Desde él, pero colectivizando también. Nacional, es aquel todo y este también.

El Nacional de la sede y del básquetbol que Miguel lo jugó.

El tiempo del «Nené» Zucchi, Juan y José Cardozo, el «Diente» José Enrique Scarrone, el «Tincha» Edgardo Méndez, Eduardo Bello, Ricardo José Scaparoni, con «Pinocho» Pertusatti y «Nacho» Puigvert para acoplarse a la misión de ser delegados, sin que Ernesto Barcia deje de ser puntual en la evocación.

La barra de Nacional.

La barra del club.

La barra… de la vida.

«Porque en el gimnasio me formé como jugador y luego pasé a un equipo de la capital; y en la sede descubrí a los cuentistas orales que se recostaban al mostrador y, con belleza y maestría, narraban historias prodigiosas, epopeyas y tragedias de los domingos de tarde en los campos de juegos, que conmovían a cualquiera. De escuchar aquellos aedos sin liras, bebedores de vino; de escuchar las arengas en los vestuarios, de aprender a luchar hasta lo último en cada partido, fui percibiendo que la camiseta tricolor, que el bolsillo azul sobre el lado izquierdo era una bandera labrada con los sueños y el trabajo de varias generaciones de mujeres y hombres de este barrio.  Esa bandera que hoy cumple cien años, se ha convertido definitivamente en símbolo de entrega, de superación, de esfuerzo y límpida emoción».

-ELEAZAR JOSÉ SILVA-

«Yo nací en el barrio Cerro»

«Llegué a esta ciudad en barco. Llegué de la montaña, con olor de oveja y el recuerdo verde de cuarenta días en el mar. Imagino que traíamos una valija de cartón, una navaja, alguna ropa, un crucifijo. No teníamos casa, ni libros, ni pan. Aquí nos inclinamos a cultivar la tierra, a practicar el comercio. Hablábamos italiano y vasco. Tuvimos hijos y los hijos tuvieron otros.

Yo nací en el barrio Cerro; prefiero llamarlo así por el contenido topográfico con que los antepasados nombraban a los lugares. No  creo en el nomenclátor, está poblado de olvidos, venganzas e injusticias.

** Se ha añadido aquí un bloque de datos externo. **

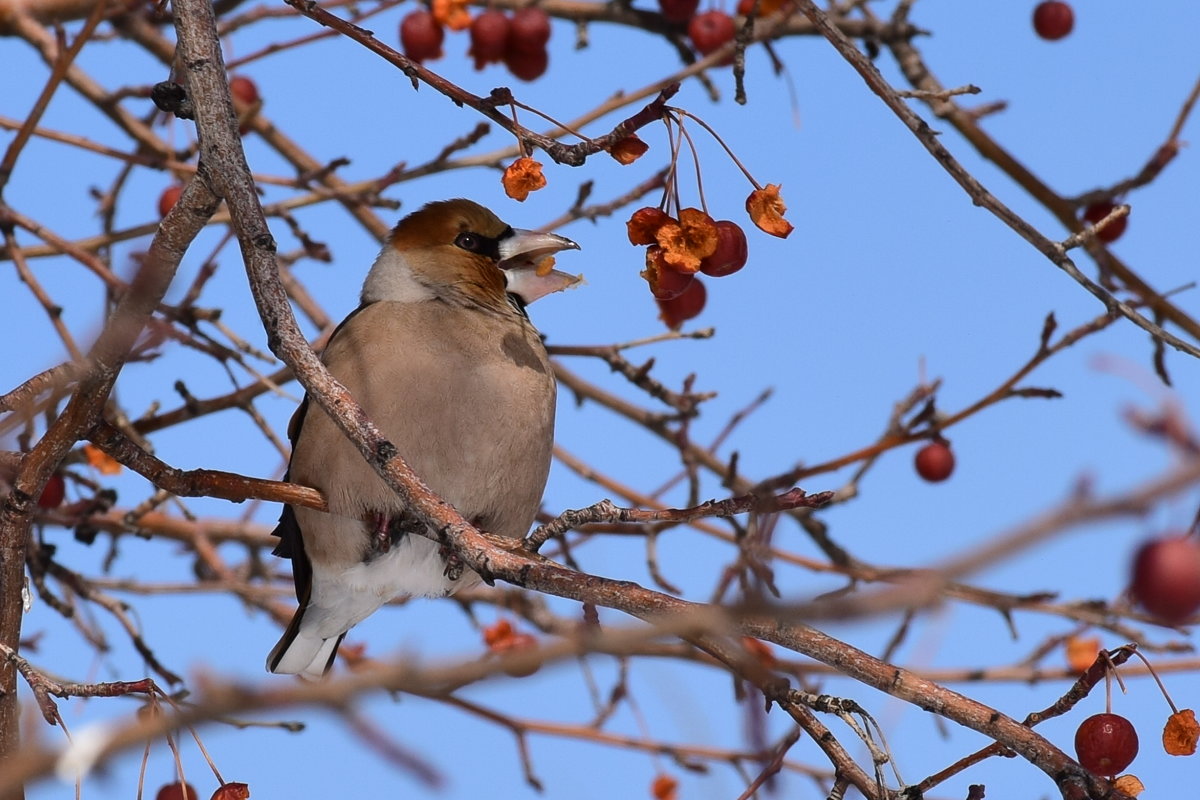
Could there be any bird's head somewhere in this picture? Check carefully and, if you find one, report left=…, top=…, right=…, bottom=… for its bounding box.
left=362, top=199, right=580, bottom=309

En esta ciudad conocí el agua, el fuego, los árboles, los pájaros; supe de la daga y la fraternidad. Acá conocí el amor, acá nació mi hijo Jaén y acá murió mi padre, tempranamente, y no me dio tiempo a escuchar los tangos que dicen cantaba en Radio Cultural y en los tablados.

En Salto conservo amigos que aún me honran con su afecto, amigos a quienes puedo mirar a los ojos. En esta ciudad hablé con Aquiles y Agamenón, con el venerable Tersites, con Odiseo, Dante, Don Quijote y Sancho, Díaz Grey, el coronel Aureliano Buendía, Pedro Páramo y tantos, tantos otros. Acá hablé con Marosa y sigo hablando, a veces, cuando vengo a la ciudad y bajo por la calle Zorrilla hacia el puente.

Acá soñé un mundo mejor y aún peleo por ese sueño. Nunca me fui de esta ciudad ni de esta tierra; en todo caso ando por otras ciudades con el agua, el fuego, los amigos, los muertos de acá. No puedo olvidar de dónde soy; si lo hago, sería otro. No quiero olvidar que cuando llegamos en barco, no teníamos casa, ni libros, ni pan.

Cuando escribo, siento que las palabras acuden desde este río, desde estas calles. Tal vez, los lectores encuentren algo de lo que digo en los textos que integran este libro.

«Espía en Maracaná y otros cuentos».